By night, Charlie (Charlie Clark), a daytime car dealer, participates in underground Lucha Libre fights as a character known as "Green Ghost" (a gringo pun). He accidentally becomes part of an endless fight between ancient Mayan gods and demons for control of a magical green stone that promises unimaginable power. Charlie turns to his family for help, who, in turn, send him to train with otherworldly masters (one is played by Danny Trejo).
Olmos infuses this fun concept with demanding MMA fight choreography, precise editing and robust effects to compose thrilling fights that involve characters shooting glowing fireballs from their hands. The film's family and place-finding themes are all the more apparent as everyone's commitment is fully felt in the action-packed tone of this low-budget adventure.

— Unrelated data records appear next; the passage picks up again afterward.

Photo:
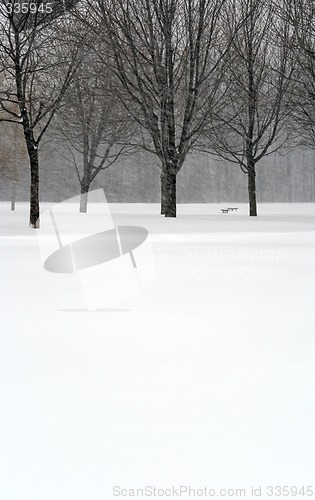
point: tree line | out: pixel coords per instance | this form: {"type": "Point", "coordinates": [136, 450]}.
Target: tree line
{"type": "Point", "coordinates": [233, 78]}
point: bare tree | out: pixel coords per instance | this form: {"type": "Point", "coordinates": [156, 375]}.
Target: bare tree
{"type": "Point", "coordinates": [253, 122]}
{"type": "Point", "coordinates": [300, 14]}
{"type": "Point", "coordinates": [94, 126]}
{"type": "Point", "coordinates": [38, 58]}
{"type": "Point", "coordinates": [169, 57]}
{"type": "Point", "coordinates": [13, 156]}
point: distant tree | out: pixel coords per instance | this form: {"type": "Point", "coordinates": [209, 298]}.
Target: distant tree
{"type": "Point", "coordinates": [13, 156]}
{"type": "Point", "coordinates": [38, 58]}
{"type": "Point", "coordinates": [300, 14]}
{"type": "Point", "coordinates": [253, 122]}
{"type": "Point", "coordinates": [94, 127]}
{"type": "Point", "coordinates": [169, 57]}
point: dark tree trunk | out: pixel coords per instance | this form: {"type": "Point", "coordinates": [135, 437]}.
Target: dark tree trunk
{"type": "Point", "coordinates": [252, 190]}
{"type": "Point", "coordinates": [163, 192]}
{"type": "Point", "coordinates": [169, 203]}
{"type": "Point", "coordinates": [13, 194]}
{"type": "Point", "coordinates": [85, 187]}
{"type": "Point", "coordinates": [34, 189]}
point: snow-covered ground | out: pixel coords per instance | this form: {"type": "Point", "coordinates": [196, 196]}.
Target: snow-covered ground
{"type": "Point", "coordinates": [205, 379]}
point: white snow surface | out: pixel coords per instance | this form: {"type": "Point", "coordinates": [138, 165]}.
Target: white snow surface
{"type": "Point", "coordinates": [205, 379]}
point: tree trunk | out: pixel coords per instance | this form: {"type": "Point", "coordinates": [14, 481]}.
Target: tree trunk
{"type": "Point", "coordinates": [163, 192]}
{"type": "Point", "coordinates": [252, 191]}
{"type": "Point", "coordinates": [34, 189]}
{"type": "Point", "coordinates": [13, 193]}
{"type": "Point", "coordinates": [85, 187]}
{"type": "Point", "coordinates": [169, 203]}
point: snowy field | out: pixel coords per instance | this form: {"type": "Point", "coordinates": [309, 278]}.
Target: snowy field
{"type": "Point", "coordinates": [205, 379]}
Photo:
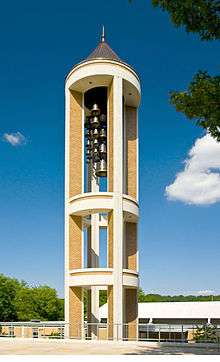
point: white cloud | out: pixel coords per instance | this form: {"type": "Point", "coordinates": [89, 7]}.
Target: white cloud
{"type": "Point", "coordinates": [199, 182]}
{"type": "Point", "coordinates": [15, 139]}
{"type": "Point", "coordinates": [206, 292]}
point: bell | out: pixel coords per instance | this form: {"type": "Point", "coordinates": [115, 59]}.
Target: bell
{"type": "Point", "coordinates": [101, 169]}
{"type": "Point", "coordinates": [95, 133]}
{"type": "Point", "coordinates": [96, 157]}
{"type": "Point", "coordinates": [95, 151]}
{"type": "Point", "coordinates": [95, 143]}
{"type": "Point", "coordinates": [88, 144]}
{"type": "Point", "coordinates": [102, 134]}
{"type": "Point", "coordinates": [103, 118]}
{"type": "Point", "coordinates": [102, 148]}
{"type": "Point", "coordinates": [87, 122]}
{"type": "Point", "coordinates": [87, 153]}
{"type": "Point", "coordinates": [95, 110]}
{"type": "Point", "coordinates": [88, 134]}
{"type": "Point", "coordinates": [94, 121]}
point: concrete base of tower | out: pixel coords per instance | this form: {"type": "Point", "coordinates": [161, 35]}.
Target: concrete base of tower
{"type": "Point", "coordinates": [76, 317]}
{"type": "Point", "coordinates": [131, 314]}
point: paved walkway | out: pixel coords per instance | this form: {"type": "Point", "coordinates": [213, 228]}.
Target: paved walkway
{"type": "Point", "coordinates": [71, 347]}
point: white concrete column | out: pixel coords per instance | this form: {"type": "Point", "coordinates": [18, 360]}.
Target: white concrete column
{"type": "Point", "coordinates": [118, 207]}
{"type": "Point", "coordinates": [94, 262]}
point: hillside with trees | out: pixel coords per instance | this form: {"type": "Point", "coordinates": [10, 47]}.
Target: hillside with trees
{"type": "Point", "coordinates": [21, 302]}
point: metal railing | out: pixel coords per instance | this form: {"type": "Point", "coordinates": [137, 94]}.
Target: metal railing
{"type": "Point", "coordinates": [181, 333]}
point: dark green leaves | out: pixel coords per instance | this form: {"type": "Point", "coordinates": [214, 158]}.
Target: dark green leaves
{"type": "Point", "coordinates": [197, 16]}
{"type": "Point", "coordinates": [201, 102]}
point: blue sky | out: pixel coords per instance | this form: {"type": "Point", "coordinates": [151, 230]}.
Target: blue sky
{"type": "Point", "coordinates": [40, 41]}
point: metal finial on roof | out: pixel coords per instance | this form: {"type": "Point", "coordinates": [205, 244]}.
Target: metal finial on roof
{"type": "Point", "coordinates": [103, 34]}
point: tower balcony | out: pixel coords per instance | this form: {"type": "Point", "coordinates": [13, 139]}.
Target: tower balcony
{"type": "Point", "coordinates": [99, 202]}
{"type": "Point", "coordinates": [88, 277]}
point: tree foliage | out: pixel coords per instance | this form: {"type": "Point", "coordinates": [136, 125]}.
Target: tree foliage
{"type": "Point", "coordinates": [142, 297]}
{"type": "Point", "coordinates": [201, 102]}
{"type": "Point", "coordinates": [206, 333]}
{"type": "Point", "coordinates": [197, 16]}
{"type": "Point", "coordinates": [20, 302]}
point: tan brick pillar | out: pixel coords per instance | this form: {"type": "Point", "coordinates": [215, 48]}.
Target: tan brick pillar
{"type": "Point", "coordinates": [89, 313]}
{"type": "Point", "coordinates": [131, 313]}
{"type": "Point", "coordinates": [110, 138]}
{"type": "Point", "coordinates": [75, 312]}
{"type": "Point", "coordinates": [131, 150]}
{"type": "Point", "coordinates": [110, 265]}
{"type": "Point", "coordinates": [110, 311]}
{"type": "Point", "coordinates": [75, 262]}
{"type": "Point", "coordinates": [75, 242]}
{"type": "Point", "coordinates": [131, 246]}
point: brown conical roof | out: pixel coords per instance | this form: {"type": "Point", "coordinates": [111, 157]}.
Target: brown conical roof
{"type": "Point", "coordinates": [104, 51]}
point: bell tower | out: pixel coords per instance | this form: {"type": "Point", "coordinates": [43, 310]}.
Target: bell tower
{"type": "Point", "coordinates": [102, 95]}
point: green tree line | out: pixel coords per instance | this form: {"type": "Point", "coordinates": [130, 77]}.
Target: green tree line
{"type": "Point", "coordinates": [21, 302]}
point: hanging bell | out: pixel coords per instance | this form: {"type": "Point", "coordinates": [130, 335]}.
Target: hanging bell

'Award Fighter: The Life of Jem Belcher'
Post it on Amazon.
Usually, the biopic form doesn't lend itself well to the flair of the action. But an exception occurs when the subject is an overlooked sports personality who must work their way to the top in order to triumph. Director Daniel Graham's “Prizefighter: The Life of Jem Belcher,” about an XNUMXth-century bare-knuckle boxer crowned champion of England, is such a film.
Matt Hookings stars as the titular man in the salt of the earth, with an innate ability to brawl and a desire to avoid the same booze trap his pugilist grandfather Jack Slack (Russell Crowe) fell into. . The first half of this biopic is backed up by a clever and self-aware performance from Crowe; while the second half is pure blood sport as Belcher's fights are braided with his fall from grace. The fights are shot with diffuse lens, as if the audience has just been punched in the eye. Graham's solid command of movement, providing an immersive experience, will delight any boxing purist.